By 2021, though, as lockdowns and restrictions began to wane, weddings came surging back.
“Twice as many people now wanted to get married and photographers were desperately looking for ways to improve their productivity, “Gil tells ISRAEL21c. “It gave us a good backwind.”
There are between one and three million wedding photographers worldwide. In the United States along, there are some 2.4 million weddings a year.
Not just weddings
While weddings are Imagen’s focus, around 30% of clients using the software do other types of work – school photography, sporting events, conferences, maternity shoots, family portraits. Next up: food and real- estate photography.
Around 10% of Imagen’s customers are media studios that employ multiple photographers. The remainder are small, one- or two-person mom and pop businesses.
How did Imagen build such a large base of customers so fast?
“At first we didn’t have money, so we worked with the outsourcing companies,” Gil explains.
“They would get the pictures from the photographers and then send them to us. Later, we began direct marketing to the photographers themselves. The good thing about wedding photographers is they prefer sharing over competition – they like telling others about new products. Influencers and referrals really helped us grow fast.”
Speaking of competition, Imagen has it, but it’s mostly manual and doesn’t use AI. For example, ShootDotEdit, based in San Diego, hires human editors in India. Adobe has some AI in Lightroom, but at a price of just $10 a month, “they can’t treat each user personally,” Gil says. “They give good features for a lot of their customers, but they can’t learn your own style.”

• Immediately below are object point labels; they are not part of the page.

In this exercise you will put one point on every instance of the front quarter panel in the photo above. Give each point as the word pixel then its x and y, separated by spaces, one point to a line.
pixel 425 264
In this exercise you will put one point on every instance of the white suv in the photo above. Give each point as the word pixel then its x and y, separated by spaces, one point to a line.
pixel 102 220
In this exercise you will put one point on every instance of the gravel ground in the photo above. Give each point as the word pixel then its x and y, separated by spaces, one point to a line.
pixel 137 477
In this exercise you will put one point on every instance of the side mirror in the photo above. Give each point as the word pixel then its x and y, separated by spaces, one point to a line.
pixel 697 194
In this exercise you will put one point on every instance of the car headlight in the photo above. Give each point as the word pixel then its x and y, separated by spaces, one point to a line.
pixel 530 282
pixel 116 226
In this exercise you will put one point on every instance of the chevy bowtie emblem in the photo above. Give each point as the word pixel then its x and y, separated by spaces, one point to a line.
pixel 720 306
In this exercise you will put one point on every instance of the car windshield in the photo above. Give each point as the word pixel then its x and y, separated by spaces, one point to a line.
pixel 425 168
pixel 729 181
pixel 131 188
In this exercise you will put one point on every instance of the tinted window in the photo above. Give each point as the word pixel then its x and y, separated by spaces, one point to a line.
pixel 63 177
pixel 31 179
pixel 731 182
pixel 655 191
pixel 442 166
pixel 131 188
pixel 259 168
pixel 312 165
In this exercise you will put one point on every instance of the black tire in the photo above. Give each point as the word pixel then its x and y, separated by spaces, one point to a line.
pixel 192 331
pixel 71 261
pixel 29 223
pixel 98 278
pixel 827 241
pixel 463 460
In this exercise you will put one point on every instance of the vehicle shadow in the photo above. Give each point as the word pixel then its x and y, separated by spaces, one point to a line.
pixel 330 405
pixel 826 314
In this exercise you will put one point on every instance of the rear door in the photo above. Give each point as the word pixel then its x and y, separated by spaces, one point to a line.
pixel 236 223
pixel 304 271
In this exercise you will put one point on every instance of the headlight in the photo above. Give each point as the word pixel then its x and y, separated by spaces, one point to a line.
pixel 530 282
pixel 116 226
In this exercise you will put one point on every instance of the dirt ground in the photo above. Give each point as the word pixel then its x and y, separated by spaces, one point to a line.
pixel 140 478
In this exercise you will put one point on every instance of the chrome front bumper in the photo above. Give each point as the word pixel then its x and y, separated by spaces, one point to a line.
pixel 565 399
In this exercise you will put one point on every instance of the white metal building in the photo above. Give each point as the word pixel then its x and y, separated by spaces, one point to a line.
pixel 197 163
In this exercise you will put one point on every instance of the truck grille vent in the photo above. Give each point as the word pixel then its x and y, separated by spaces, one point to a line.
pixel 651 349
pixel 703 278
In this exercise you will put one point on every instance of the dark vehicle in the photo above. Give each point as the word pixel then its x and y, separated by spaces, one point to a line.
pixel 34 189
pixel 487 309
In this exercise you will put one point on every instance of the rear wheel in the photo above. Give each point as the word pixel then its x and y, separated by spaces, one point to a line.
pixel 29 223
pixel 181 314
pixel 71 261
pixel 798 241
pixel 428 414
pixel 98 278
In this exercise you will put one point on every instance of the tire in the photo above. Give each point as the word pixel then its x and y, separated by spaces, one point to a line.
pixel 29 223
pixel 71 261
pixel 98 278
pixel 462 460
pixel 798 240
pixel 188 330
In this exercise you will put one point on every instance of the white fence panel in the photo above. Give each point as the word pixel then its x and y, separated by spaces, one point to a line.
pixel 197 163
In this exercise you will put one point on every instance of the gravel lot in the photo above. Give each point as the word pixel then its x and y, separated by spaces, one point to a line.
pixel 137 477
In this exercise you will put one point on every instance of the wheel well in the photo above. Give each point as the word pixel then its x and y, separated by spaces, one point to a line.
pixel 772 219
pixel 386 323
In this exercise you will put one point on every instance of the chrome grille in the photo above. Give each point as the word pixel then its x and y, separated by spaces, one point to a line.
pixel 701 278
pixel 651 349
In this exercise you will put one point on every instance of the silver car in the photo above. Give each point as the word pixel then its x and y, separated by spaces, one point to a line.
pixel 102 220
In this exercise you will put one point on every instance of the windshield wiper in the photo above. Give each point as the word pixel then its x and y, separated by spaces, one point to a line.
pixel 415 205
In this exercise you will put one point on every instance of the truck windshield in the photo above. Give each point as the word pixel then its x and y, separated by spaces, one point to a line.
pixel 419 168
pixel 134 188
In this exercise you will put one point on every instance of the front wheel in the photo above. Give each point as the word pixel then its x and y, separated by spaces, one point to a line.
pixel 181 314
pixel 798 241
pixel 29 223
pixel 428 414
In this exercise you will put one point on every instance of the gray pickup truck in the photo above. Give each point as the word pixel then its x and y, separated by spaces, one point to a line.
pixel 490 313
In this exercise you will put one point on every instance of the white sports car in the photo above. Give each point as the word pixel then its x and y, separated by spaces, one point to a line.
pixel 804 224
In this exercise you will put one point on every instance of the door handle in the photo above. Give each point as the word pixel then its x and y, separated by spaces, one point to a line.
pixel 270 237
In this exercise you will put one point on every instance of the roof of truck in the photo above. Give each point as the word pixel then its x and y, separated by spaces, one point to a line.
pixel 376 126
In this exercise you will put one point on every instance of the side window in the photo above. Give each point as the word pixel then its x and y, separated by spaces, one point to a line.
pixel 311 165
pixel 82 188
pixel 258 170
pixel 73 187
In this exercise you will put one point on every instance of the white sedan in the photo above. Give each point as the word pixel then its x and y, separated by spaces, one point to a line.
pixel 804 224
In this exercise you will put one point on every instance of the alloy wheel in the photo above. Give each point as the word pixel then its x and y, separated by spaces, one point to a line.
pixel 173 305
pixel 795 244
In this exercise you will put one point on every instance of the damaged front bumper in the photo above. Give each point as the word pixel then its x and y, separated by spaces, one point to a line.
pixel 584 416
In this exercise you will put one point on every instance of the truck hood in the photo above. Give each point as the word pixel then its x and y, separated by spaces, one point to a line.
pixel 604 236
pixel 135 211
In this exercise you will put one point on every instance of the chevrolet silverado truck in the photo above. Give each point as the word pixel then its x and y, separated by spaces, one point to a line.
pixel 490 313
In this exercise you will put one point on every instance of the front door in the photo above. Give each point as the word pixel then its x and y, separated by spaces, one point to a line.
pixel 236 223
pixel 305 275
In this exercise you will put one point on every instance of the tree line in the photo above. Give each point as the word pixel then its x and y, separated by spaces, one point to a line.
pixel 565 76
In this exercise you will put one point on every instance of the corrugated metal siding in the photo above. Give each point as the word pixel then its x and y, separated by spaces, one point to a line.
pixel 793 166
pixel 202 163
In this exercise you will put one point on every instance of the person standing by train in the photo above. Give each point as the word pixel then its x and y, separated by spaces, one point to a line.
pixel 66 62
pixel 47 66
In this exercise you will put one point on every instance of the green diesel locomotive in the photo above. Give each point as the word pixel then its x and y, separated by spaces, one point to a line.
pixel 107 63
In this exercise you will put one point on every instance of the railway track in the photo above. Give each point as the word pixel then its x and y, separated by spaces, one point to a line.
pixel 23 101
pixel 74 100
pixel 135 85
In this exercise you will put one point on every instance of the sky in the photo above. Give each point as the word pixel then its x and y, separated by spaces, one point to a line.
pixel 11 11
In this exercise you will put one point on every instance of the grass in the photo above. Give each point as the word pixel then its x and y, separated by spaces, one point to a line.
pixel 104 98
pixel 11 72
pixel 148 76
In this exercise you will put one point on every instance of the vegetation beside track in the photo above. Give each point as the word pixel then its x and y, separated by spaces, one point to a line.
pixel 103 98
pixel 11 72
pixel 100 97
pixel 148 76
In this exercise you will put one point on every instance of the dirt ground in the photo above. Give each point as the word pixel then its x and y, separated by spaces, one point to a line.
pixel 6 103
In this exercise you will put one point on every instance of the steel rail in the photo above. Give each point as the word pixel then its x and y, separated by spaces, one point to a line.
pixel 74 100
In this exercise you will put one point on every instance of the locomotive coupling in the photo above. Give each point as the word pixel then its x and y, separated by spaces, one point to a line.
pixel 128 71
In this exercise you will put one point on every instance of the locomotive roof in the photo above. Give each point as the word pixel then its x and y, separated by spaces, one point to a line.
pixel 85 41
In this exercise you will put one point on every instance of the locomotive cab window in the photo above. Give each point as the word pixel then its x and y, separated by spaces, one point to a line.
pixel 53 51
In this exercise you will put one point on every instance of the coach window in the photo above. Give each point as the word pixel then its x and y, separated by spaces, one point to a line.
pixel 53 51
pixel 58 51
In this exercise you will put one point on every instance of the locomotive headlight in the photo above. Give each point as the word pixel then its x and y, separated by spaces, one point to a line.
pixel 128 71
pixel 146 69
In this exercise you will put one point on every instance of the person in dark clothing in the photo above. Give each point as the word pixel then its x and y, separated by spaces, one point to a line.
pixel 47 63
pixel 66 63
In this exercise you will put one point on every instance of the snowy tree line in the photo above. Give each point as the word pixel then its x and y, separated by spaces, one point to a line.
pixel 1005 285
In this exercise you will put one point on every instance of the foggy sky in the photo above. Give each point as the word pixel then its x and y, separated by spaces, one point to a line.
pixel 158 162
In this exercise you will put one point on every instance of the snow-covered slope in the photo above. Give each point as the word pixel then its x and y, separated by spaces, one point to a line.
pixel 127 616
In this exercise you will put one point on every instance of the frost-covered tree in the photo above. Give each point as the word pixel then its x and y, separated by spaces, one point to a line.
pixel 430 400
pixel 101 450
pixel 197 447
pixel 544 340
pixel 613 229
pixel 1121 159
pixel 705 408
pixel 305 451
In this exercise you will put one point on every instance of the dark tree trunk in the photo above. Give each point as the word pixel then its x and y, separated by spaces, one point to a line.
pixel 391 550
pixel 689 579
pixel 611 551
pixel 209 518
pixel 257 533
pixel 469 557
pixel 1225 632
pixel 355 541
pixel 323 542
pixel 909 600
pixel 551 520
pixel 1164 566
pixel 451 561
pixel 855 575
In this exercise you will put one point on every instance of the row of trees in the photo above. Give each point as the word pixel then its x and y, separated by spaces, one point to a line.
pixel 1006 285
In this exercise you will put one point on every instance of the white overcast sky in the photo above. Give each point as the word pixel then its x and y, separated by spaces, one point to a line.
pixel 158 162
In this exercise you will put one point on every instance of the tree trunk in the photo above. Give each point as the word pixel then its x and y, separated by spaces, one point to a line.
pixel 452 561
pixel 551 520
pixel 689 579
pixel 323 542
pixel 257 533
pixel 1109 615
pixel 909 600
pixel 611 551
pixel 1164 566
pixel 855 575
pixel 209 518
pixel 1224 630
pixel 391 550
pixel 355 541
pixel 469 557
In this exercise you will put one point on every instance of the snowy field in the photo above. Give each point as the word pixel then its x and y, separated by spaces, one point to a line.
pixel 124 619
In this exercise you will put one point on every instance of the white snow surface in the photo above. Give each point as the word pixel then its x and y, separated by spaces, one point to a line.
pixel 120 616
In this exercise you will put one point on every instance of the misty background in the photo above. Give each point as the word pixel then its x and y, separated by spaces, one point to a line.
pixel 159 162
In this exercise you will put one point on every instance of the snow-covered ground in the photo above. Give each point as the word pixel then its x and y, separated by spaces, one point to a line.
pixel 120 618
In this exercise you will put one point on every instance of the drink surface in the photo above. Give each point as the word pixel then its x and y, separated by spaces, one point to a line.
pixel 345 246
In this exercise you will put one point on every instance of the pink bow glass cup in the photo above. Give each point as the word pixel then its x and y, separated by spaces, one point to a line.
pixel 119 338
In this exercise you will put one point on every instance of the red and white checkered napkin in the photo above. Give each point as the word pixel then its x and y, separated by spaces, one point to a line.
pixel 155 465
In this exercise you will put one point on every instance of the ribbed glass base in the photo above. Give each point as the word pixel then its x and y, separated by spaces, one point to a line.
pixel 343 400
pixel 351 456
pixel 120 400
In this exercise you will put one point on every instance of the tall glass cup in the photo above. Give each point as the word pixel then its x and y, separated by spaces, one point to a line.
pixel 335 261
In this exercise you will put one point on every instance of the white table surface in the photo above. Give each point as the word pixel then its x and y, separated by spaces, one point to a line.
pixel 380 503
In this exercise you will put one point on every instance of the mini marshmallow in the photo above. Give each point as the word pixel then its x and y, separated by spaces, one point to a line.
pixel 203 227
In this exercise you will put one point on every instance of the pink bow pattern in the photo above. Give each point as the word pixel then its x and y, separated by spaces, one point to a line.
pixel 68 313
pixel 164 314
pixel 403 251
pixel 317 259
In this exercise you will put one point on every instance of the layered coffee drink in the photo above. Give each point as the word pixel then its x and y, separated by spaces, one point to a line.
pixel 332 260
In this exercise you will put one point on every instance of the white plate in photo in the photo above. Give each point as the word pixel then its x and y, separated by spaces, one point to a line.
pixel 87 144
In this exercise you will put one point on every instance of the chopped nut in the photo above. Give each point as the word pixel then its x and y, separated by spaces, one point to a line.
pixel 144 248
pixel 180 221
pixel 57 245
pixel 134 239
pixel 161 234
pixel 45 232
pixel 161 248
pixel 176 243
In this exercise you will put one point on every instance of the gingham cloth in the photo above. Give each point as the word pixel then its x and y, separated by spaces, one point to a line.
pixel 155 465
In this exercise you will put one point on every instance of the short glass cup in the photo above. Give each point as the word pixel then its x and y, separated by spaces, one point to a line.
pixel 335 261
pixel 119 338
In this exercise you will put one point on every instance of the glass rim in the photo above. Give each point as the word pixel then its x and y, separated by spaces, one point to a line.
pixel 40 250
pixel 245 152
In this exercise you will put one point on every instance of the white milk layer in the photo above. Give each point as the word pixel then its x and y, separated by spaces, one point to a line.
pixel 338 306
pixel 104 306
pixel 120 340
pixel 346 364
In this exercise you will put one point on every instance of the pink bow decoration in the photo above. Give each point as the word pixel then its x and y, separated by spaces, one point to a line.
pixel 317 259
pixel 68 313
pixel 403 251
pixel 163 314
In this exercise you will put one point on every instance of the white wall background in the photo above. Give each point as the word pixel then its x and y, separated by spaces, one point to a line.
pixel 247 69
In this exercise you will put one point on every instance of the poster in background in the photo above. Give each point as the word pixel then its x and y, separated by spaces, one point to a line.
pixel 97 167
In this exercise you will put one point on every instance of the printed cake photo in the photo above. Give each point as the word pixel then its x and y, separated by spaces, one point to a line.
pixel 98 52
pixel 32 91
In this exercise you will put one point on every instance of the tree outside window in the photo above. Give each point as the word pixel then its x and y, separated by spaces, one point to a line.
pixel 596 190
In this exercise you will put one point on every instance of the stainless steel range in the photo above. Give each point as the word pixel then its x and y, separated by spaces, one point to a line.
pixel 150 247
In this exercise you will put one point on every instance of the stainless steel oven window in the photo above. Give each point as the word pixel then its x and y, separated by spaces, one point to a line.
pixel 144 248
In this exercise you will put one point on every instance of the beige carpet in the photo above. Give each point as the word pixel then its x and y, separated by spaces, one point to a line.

Imagen’s software is available in English, with German, Spanish, French and Japanese coming soon. (That choice also gives a clue as to where most of Imagen’s customers are based.)
After bootstrapping the company for the first year, Imagen raised an initial seed round of $4 million from Gigi Levy’s investment fund, NFX, and in December 2022 another $30 million from Summit Partners with Levy’s participation.
Culling the best shots
Imagen is now working on the product’s next feature – “culling,” the professional term for selecting the best photos from shoot.
“When we asked photographers where they spend most of their time, 56% said editing followed by 20% who answered culling,” Gil explains.
How does the AI know which pictures to keep and which to trash?
First, any blurry or out-of-focus pictures are removed along with those where subjects’ eyes are closed.
“From the ones remaining, we look for the most flattering pictures. It could be a smile or showing emotion or a special moment. Once you train the AI, you can identify that,” says Gil.
Once Imagen sends its choices, the photographer chooses which work best. The AI learns from those selections to become more accurate and personal over time. If a wedding photographer takes 5,000 pictures – not uncommon for multi-camera events – Imagen’s culling will get that down to between 800 and 1,000 pictures, which is what the newly married couple typically receives.
Wedding photographer Brandt isn’t 100% sold on the culling feature.
Closed eyes and blurry pictures “are far from being the only criteria,” he tells ISRAEL21c.
“Subtle facial expressions, composition and content are also very important factors, and they are much harder, if not impossible, to teach a computer algorithm. Add to that the fact that some photographs that may seem objectively bad to the AI may actually be a deliberate artistic choice — like telling the bride to close her eyes in order to show off her makeup.”
Gil notes that photographers accept 80% of the edits Imagen makes with the rest requiring just subtle fixes. Yes, it may miss an artistic arrangement here or there, but that’s a small price to pay for the hours and money saved by letting a computer rather than a human being do the heavy lifting
Brandt appreciates that benefit – which is why he’s planning to stick with Imagen. “Imagen saves me time with some of the more boring and repetitive tasks that don’t require artistic input. I then add the finishing touches.”